Exemplo: episódio de fumaça em um município amazônico

Antes
O AlertAr indica aumento de PM2.5 nos próximos dias. Lideranças e equipes locais observam fumaça, baixa visibilidade e relatos de irritação nos olhos.

Durante
A comunidade registra sintomas, orienta grupos vulnerabilizados, dialoga com escolas, UBS e defesa civil, e evita atividades externas nos horários mais críticos.

Depois
Os dados do sistema, os relatos comunitários e os registros de saúde são comparados para produzir evidência, memória do evento e demanda por resposta pública.
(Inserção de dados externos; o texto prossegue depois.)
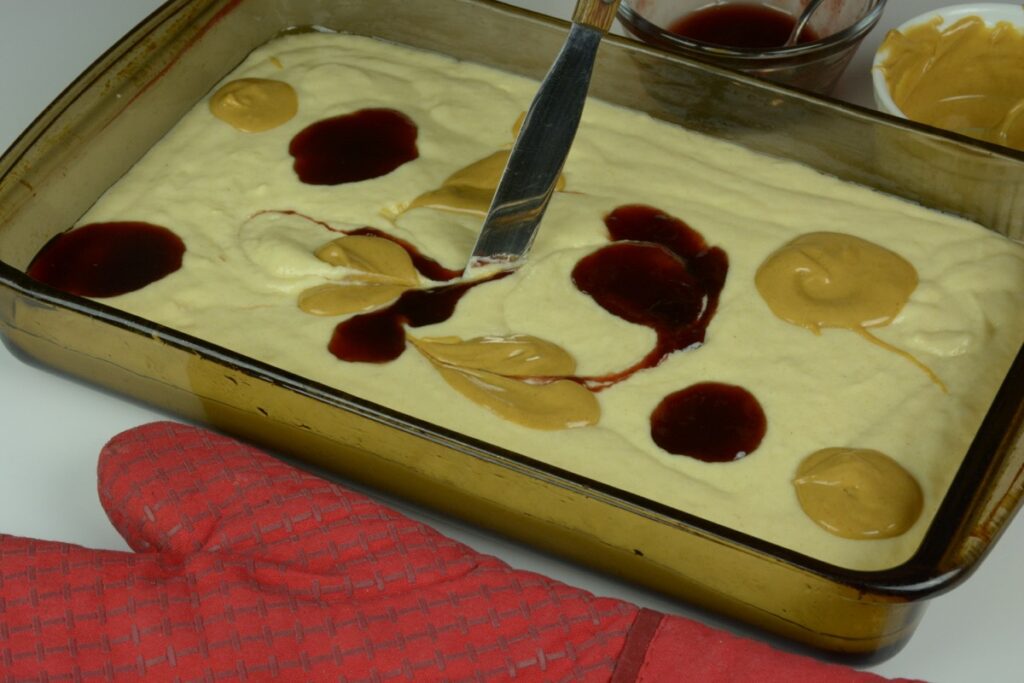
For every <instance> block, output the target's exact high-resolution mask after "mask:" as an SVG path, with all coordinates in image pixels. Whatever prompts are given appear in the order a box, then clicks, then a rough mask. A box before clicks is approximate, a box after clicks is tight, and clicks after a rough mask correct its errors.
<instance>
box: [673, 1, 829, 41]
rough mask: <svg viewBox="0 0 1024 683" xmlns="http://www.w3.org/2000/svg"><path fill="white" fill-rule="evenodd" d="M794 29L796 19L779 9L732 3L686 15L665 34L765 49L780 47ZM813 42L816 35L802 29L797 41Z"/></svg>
mask: <svg viewBox="0 0 1024 683" xmlns="http://www.w3.org/2000/svg"><path fill="white" fill-rule="evenodd" d="M796 26H797V18H796V17H795V16H794V15H793V14H788V13H786V12H784V11H782V10H779V9H773V8H771V7H767V6H765V5H758V4H754V3H746V2H734V3H727V4H724V5H711V6H710V7H705V8H702V9H698V10H696V11H693V12H690V13H689V14H686V15H685V16H683V17H681V18H679V19H677V20H676V22H675V23H673V24H672V25H671V26H669V32H670V33H674V34H676V35H677V36H682V37H683V38H689V39H690V40H694V41H696V42H698V43H710V44H712V45H721V46H724V47H738V48H752V49H758V48H761V49H765V48H772V47H781V46H782V45H784V44H785V41H786V39H787V38H788V37H790V34H791V33H793V30H794V28H796ZM817 39H818V37H817V35H816V34H815V33H814V32H813V31H812V30H811V29H809V28H807V27H806V26H805V27H804V29H803V30H802V31H801V32H800V36H798V37H797V42H798V43H809V42H814V41H815V40H817Z"/></svg>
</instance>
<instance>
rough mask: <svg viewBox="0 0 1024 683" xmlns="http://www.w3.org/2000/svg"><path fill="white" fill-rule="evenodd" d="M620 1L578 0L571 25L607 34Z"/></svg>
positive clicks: (572, 17) (599, 0)
mask: <svg viewBox="0 0 1024 683" xmlns="http://www.w3.org/2000/svg"><path fill="white" fill-rule="evenodd" d="M618 1H620V0H578V2H577V7H575V10H574V11H573V12H572V23H573V24H583V25H585V26H589V27H591V28H593V29H597V30H598V31H601V32H602V33H607V32H608V29H610V28H611V23H612V22H613V20H614V18H615V11H616V10H617V9H618Z"/></svg>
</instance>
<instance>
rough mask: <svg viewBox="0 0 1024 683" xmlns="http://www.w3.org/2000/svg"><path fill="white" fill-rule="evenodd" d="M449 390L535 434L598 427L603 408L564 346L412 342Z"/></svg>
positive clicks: (547, 343)
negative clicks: (516, 424) (573, 375)
mask: <svg viewBox="0 0 1024 683" xmlns="http://www.w3.org/2000/svg"><path fill="white" fill-rule="evenodd" d="M411 341H412V342H413V344H414V346H416V348H417V349H419V350H420V352H421V353H423V355H425V356H426V357H427V358H428V359H429V360H430V361H431V362H432V364H433V365H434V367H435V368H436V369H437V372H438V373H440V375H441V377H442V378H443V379H444V381H445V382H447V383H449V385H450V386H451V387H452V388H454V389H456V390H457V391H459V392H460V393H462V394H463V395H464V396H466V397H467V398H469V399H470V400H472V401H474V402H476V403H479V404H480V405H483V407H484V408H486V409H488V410H490V411H493V412H494V413H496V414H497V415H499V416H501V417H502V418H504V419H506V420H509V421H511V422H515V423H516V424H520V425H523V426H525V427H529V428H531V429H545V430H556V429H570V428H573V427H585V426H588V425H593V424H597V421H598V420H599V419H600V417H601V408H600V404H599V403H598V402H597V398H596V397H595V396H594V394H593V393H591V392H590V391H589V390H587V389H586V388H585V387H584V386H583V385H581V384H580V383H578V382H573V381H571V380H567V379H558V378H559V377H564V376H567V375H571V374H572V373H573V372H575V360H574V359H573V358H572V356H571V355H569V354H568V353H567V352H566V351H565V350H564V349H562V348H561V347H559V346H557V345H555V344H552V343H551V342H548V341H545V340H543V339H538V338H536V337H530V336H528V335H511V336H508V337H478V338H475V339H469V340H462V339H459V338H458V337H438V338H433V339H429V338H425V339H412V338H411Z"/></svg>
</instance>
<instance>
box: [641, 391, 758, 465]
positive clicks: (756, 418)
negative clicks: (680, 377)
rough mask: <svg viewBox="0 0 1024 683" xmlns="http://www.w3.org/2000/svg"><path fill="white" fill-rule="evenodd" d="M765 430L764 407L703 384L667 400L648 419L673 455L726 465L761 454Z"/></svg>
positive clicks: (750, 399) (661, 441)
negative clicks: (740, 459) (752, 454)
mask: <svg viewBox="0 0 1024 683" xmlns="http://www.w3.org/2000/svg"><path fill="white" fill-rule="evenodd" d="M767 424H768V423H767V420H766V419H765V414H764V411H763V410H762V409H761V404H760V403H759V402H758V400H757V399H756V398H755V397H754V396H753V395H752V394H751V393H750V392H749V391H746V390H745V389H743V388H742V387H738V386H733V385H730V384H719V383H716V382H705V383H701V384H694V385H693V386H690V387H687V388H686V389H683V390H682V391H677V392H675V393H672V394H669V395H668V396H666V397H665V398H663V399H662V402H660V403H658V405H657V408H655V409H654V412H653V413H651V415H650V435H651V438H653V439H654V442H655V443H657V445H658V446H660V447H662V449H664V450H665V451H668V452H669V453H672V454H675V455H678V456H689V457H691V458H696V459H697V460H702V461H705V462H707V463H725V462H732V461H734V460H739V459H740V458H743V457H744V456H746V455H749V454H750V453H752V452H753V451H754V450H755V449H757V447H758V446H759V445H760V444H761V439H763V438H764V435H765V431H766V430H767Z"/></svg>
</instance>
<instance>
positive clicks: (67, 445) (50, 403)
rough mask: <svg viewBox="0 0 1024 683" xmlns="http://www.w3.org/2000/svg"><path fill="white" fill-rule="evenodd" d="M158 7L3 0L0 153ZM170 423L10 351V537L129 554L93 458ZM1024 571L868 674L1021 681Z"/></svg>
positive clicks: (0, 32) (596, 580) (891, 9)
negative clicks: (80, 74)
mask: <svg viewBox="0 0 1024 683" xmlns="http://www.w3.org/2000/svg"><path fill="white" fill-rule="evenodd" d="M159 4H160V2H159V0H0V150H3V148H6V147H7V145H9V144H10V143H11V142H12V141H13V140H14V138H15V137H16V136H17V135H18V133H20V131H22V130H24V129H25V128H26V127H27V126H28V125H29V124H30V123H31V122H32V120H33V119H34V118H35V116H36V115H38V114H39V113H40V112H41V111H42V110H43V108H45V106H46V104H47V103H48V102H49V101H50V100H51V99H52V98H53V97H55V96H56V95H57V94H58V93H59V92H60V90H61V89H62V88H63V87H65V86H67V85H68V84H69V83H70V82H71V81H72V80H73V79H74V78H75V77H76V76H77V75H78V74H79V73H80V72H81V71H82V70H83V69H84V68H85V67H86V66H87V65H88V63H90V62H91V61H92V60H93V59H94V58H95V57H97V56H98V55H99V54H100V53H101V52H102V51H103V50H105V49H106V48H108V47H110V46H111V45H113V44H114V43H115V42H116V41H117V40H118V39H119V38H120V37H121V36H122V35H123V34H125V33H126V32H127V31H129V30H130V29H131V28H132V27H133V26H134V25H135V24H136V23H138V22H139V20H141V19H142V18H143V17H144V16H145V15H146V14H147V13H148V12H151V11H152V10H153V9H155V8H156V7H157V6H158V5H159ZM511 4H516V5H520V6H524V7H527V8H529V9H534V10H537V11H542V12H546V13H549V14H553V15H556V16H559V17H562V18H565V17H567V16H568V15H569V13H570V12H571V8H572V5H573V4H574V2H573V0H549V1H544V0H519V1H517V2H512V3H511ZM941 4H942V3H940V2H935V1H934V0H892V1H891V2H889V6H888V7H887V9H886V13H885V15H884V16H883V19H882V22H881V24H880V26H879V27H877V28H876V30H874V31H873V32H872V33H871V34H870V35H869V36H868V38H867V39H866V40H865V42H864V43H863V44H862V45H861V48H860V50H859V52H858V53H857V55H856V57H855V59H854V61H853V63H851V66H850V68H849V70H848V72H847V74H846V76H845V77H844V80H843V82H842V83H841V84H840V86H839V89H838V90H837V93H836V96H837V97H839V98H842V99H846V100H848V101H851V102H854V103H857V104H861V105H864V106H870V105H871V90H870V76H869V66H870V58H871V53H872V52H873V50H874V48H876V47H877V45H878V44H879V42H880V41H881V40H882V38H883V36H884V35H885V32H886V30H888V29H889V28H892V27H895V26H898V25H899V24H901V23H902V22H904V20H905V19H907V18H910V17H911V16H913V15H915V14H919V13H921V12H924V11H926V10H929V9H933V8H935V7H938V6H940V5H941ZM526 48H527V46H524V49H526ZM166 417H168V416H166V415H164V414H161V413H158V412H155V411H153V410H151V409H147V408H144V407H140V405H137V404H134V403H132V402H130V401H128V400H125V399H123V398H121V397H118V396H113V395H109V394H105V393H103V392H101V391H99V390H97V389H95V388H92V387H90V386H85V385H82V384H79V383H77V382H76V381H75V380H72V379H69V378H67V377H63V376H60V375H57V374H53V373H51V372H49V371H46V370H42V369H38V368H35V367H31V366H28V365H26V364H24V362H22V361H20V360H18V359H17V358H15V357H14V356H13V355H11V353H10V352H9V351H8V350H7V349H6V348H2V347H0V532H7V533H15V535H20V536H28V537H36V538H43V539H53V540H62V541H68V542H73V543H78V544H81V545H84V546H89V547H95V548H109V549H125V548H126V546H125V544H124V542H123V541H122V540H121V538H120V537H119V536H118V535H117V533H116V532H115V531H114V530H113V528H112V527H111V526H110V524H109V522H108V521H106V518H105V516H104V515H103V512H102V510H101V509H100V507H99V502H98V499H97V497H96V493H95V461H96V455H97V453H98V451H99V449H100V446H101V445H102V444H103V442H104V441H105V440H106V439H109V438H110V437H111V436H113V435H114V434H116V433H117V432H119V431H120V430H122V429H126V428H129V427H132V426H135V425H139V424H142V423H144V422H147V421H151V420H155V419H163V418H166ZM392 504H394V502H392ZM397 507H401V509H403V510H404V511H407V512H409V513H410V514H413V515H414V516H418V517H420V518H423V519H426V520H428V521H429V522H430V523H432V524H434V525H435V526H437V527H439V528H441V530H443V531H444V532H446V533H449V535H451V536H454V537H457V538H458V539H460V540H461V541H463V542H465V543H468V544H469V545H471V546H473V547H475V548H477V549H478V550H480V551H482V552H486V553H492V554H496V555H499V556H500V557H502V558H504V559H505V560H506V561H508V562H509V563H511V564H513V565H514V566H518V567H522V568H527V569H531V570H536V571H542V572H544V573H547V574H549V575H552V577H555V578H557V579H559V580H562V581H565V582H567V583H570V584H574V585H577V586H582V587H585V588H587V589H589V590H591V591H593V592H595V593H597V594H600V595H608V596H616V597H621V598H624V599H628V600H631V601H634V602H637V603H640V604H642V605H645V606H648V607H651V608H655V609H660V610H663V611H667V612H673V613H679V614H685V615H689V616H691V617H694V618H698V620H701V621H703V622H706V623H709V624H714V625H717V626H728V628H732V629H733V630H738V627H735V626H734V625H723V624H722V623H721V622H719V621H717V620H716V618H715V617H714V616H711V615H708V614H703V613H700V612H697V611H696V610H694V609H692V608H690V607H688V606H687V605H685V604H680V603H678V602H673V601H670V600H667V599H665V598H663V597H660V596H657V595H653V594H650V593H648V592H645V591H642V590H640V589H637V588H635V587H632V586H628V585H624V584H621V583H616V582H614V581H611V580H609V579H607V578H604V577H600V575H596V574H594V573H592V572H589V571H588V570H586V569H583V568H581V567H578V566H573V565H569V564H567V563H565V562H562V561H560V560H557V559H554V558H550V557H547V556H543V555H540V554H538V553H535V552H532V551H530V550H528V549H525V548H522V547H520V546H517V545H515V544H512V543H509V542H507V541H505V540H503V539H499V538H496V537H493V536H489V535H487V533H485V532H483V531H480V530H478V529H474V528H468V527H466V526H463V525H460V524H458V523H455V522H452V521H450V520H446V519H440V518H438V517H437V516H436V515H432V514H430V513H425V512H422V511H418V510H410V509H409V507H408V506H402V505H401V504H397ZM1022 565H1024V522H1020V521H1018V522H1017V523H1015V524H1013V525H1011V527H1010V528H1009V530H1008V531H1007V532H1006V535H1005V536H1004V538H1002V539H1001V540H1000V542H999V543H998V544H997V547H996V548H995V550H994V551H993V552H992V553H991V555H990V556H989V557H988V558H987V559H986V560H985V561H984V562H983V563H982V565H981V567H980V568H979V569H978V571H977V572H976V573H975V574H974V575H973V577H971V578H970V579H969V580H968V581H967V582H966V583H965V584H964V585H963V586H961V587H958V588H956V589H955V590H953V591H952V592H951V593H948V594H946V595H943V596H940V597H938V598H936V599H935V600H933V602H932V604H931V606H930V607H929V609H928V610H927V611H926V613H925V618H924V622H923V624H922V625H921V627H920V628H919V629H918V632H916V634H915V635H914V637H913V638H912V639H911V641H910V643H909V644H908V645H907V646H906V647H905V648H904V649H903V650H902V651H901V652H899V653H897V654H896V655H895V656H893V657H892V658H890V659H889V660H887V661H884V663H882V664H878V665H876V666H873V667H871V668H870V670H871V671H874V672H877V673H880V674H883V675H885V676H893V677H895V676H904V677H914V678H924V679H928V680H931V681H936V682H953V681H972V682H974V681H985V682H992V683H995V682H998V681H1007V682H1011V681H1013V682H1019V681H1024V637H1022V636H1024V627H1022V625H1021V622H1022V618H1024V590H1022V588H1021V577H1022V572H1021V566H1022ZM774 644H776V645H777V646H780V647H785V644H784V643H777V642H776V643H774Z"/></svg>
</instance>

Como o AlertAr pode apoiar territórios amazônicos

Durante fumaça, queimada ou seca, o AlertAr pode ajudar a:

Antecipar
identificar dias críticos antes da exposição mais intensa.

Comunicar
traduzir previsão técnica em orientação local.

Priorizar
crianças, idosos, gestantes, pessoas com asma e trabalhadores expostos.

Registrar
comparar alertas, relatos comunitários e dados de saúde.

Evidências sobre impactos na saúde

O monitoramento integrado permite produzir evidências sobre:

  • períodos e territórios com maior exposição à fumaça;
  • relação entre eventos extremos e procura por serviços de saúde;
  • interrupção de acesso a cuidado, escola, trabalho e transporte.
  • desigualdades de exposição e resposta;
  • grupos mais vulnerabilizados;
  • efeitos acumulados de seca, fumaça, calor e cheias.

Essas evidências podem apoiar planos locais, pedidos de resposta emergencial, comunicação pública e defesa de direitos territoriais.

Como começar um monitoramento territorial de clima e saúde

  1. Escolher um problema sentido no território: fumaça, calor, seca ou cheia.
  2. Definir sinais locais: sintomas, água, deslocamento, escola, trabalho, alimento.
  3. Escolher indicadores complementares: ar, chuva, temperatura, saúde.
  4. Acompanhar antes, durante e depois do evento.
  5. Comunicar de forma simples: alerta, boletim, mapa, reunião ou áudio.
  6. Usar a evidência para cuidado, prevenção, incidência e proteção de direitos.

O que pode ser feito junto com a Rede MTI?

A partir dos dados

  • oficinas de leitura de mapas;
  • protocolos simples de monitoramento;
  • boletins territoriais;
  • painéis por município ou região;
  • comparação entre previsão, exposição e saúde.

A partir dos territórios

  • validação comunitária dos indicadores;
  • inclusão de relatos e sinais locais;
  • definição de prioridades;
  • comunicação acessível para ação rápida;
  • construção de evidências para incidência.

O próximo passo é aproximar os dados produzidos pelo Observatório dos registros comunitários da Rede MTI.

Conclusão

Dados não substituem o conhecimento do território.
Eles podem fortalecer esse conhecimento.

Para enfrentar os impactos das mudanças climáticas na Amazônia, precisamos de monitoramento que seja:

territorial · participativo · aberto · compreensível · orientado à ação

A pergunta final não é apenas “que dados temos?”, mas “que dados ajudam a proteger vidas, territórios e direitos agora?”.